Françoise Barré-Sinoussi, one of the scientists who received the Nobel prize for discovering HIV has joined this team of researchers for the cure for AIDS.
The researcher who discovered HIV in 1983 took “the Berlin patient,” an American gay man called Timothy Brown, as an example. Brown received a bone marrow transplant in 2007 while a student in Germany.
The transplant was initially meant to cure a type of blood cancer but in the process it managed to cure Brown’s HIV infection as well. Five years later, Brown has given up his HIV treatment as he is cured of the disease.
AIDS has long been viewed as an incurable disease. The virus can hide from the immune system for years after it is installed in the DNA due to its ability to integrate itself within the genetic material of infected patients.
Now Professor Barré-Sinoussi and her colleague Professor Steven Deeks of the University of California, San Francisco, support the research for finding a cure for the disease, arguing that scientists should focus on ways of curing or stopping the development of the virus rather than working on better anti-viral drugs and HIV vaccines.
“It may not be necessary to completely eradicate the virus in the individual, however. In about 1 per cent of people infected with HIV, the virus is natural controlled, such that their risks of disease progression and transmission are minimal,” say Professor Barré-Sinoussi and Professor Deeks.
Until now, scientists have based their studies on people with strong immune systems that have the capacity to kill the virus without the need for anti-viral drugs. These people could help in discovering new methods for controlling the virus.
Among them are people who carry natural mutations in a gene called CCR5. About one in 100 people have such mutations that prevent HIV from infecting the white blood cells.
It was this kind of person who gave Brown the bone marrow that cured him.

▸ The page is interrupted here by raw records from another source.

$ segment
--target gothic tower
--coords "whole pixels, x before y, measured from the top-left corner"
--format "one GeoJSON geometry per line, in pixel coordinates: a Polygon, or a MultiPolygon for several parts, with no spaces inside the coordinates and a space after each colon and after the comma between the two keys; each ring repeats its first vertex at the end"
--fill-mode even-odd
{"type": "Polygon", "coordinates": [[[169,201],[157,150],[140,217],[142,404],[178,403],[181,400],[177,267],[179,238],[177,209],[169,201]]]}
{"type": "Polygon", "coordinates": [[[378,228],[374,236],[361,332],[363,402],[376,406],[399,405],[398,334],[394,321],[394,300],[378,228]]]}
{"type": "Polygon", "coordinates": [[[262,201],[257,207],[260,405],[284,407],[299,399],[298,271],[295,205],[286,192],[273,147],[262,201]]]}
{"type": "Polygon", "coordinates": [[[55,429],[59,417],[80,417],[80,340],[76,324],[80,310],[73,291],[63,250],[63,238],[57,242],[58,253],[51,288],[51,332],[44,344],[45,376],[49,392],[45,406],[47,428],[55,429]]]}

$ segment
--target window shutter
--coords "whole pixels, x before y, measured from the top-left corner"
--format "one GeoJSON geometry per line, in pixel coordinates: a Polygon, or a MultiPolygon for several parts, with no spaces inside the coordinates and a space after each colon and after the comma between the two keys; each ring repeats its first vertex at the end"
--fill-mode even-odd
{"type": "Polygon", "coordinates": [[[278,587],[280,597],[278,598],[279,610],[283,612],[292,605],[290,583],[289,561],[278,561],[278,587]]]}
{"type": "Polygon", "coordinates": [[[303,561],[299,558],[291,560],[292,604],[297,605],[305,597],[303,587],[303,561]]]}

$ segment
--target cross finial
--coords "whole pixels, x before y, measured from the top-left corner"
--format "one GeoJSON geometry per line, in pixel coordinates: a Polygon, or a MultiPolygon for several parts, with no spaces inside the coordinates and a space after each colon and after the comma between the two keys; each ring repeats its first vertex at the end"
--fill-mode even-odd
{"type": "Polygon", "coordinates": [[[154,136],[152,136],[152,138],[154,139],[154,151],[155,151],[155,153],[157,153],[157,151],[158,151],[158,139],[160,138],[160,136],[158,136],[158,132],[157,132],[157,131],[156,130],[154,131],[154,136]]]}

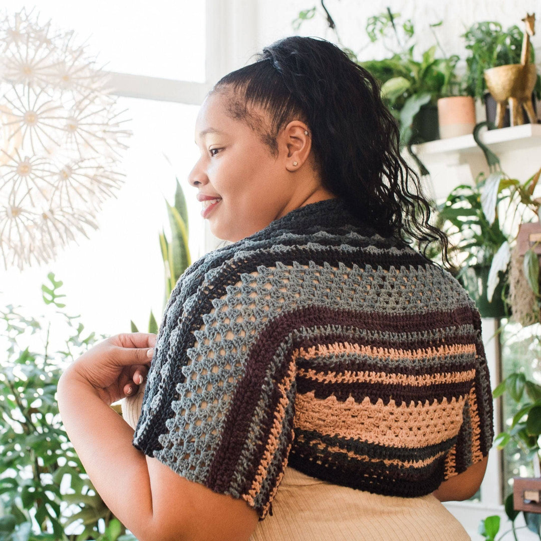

However, some scientists still believe that Brown isn’t cured since low levels of HIV “viraemia” were found in his body.
“We cannot declare ‘cured’ a man who still has low levels of viraemia, low levels of anti-HIV antibodies not detectable by commercially available tests,” Dr Alain Lafeuillade, head of infectious diseases at the General Hospital in Toulon, France, has said.
However, even if Brown will continue to live without the help of anti-virals, the method by which he was cured can’t be applied in the case of other patients.
Besides being extremely expensive and difficult, a bone marrow transplant is also very risky.
Following a second such procedure that was meant to treat a relapse of his blood cancer, Brown suffers chronic neurological problems.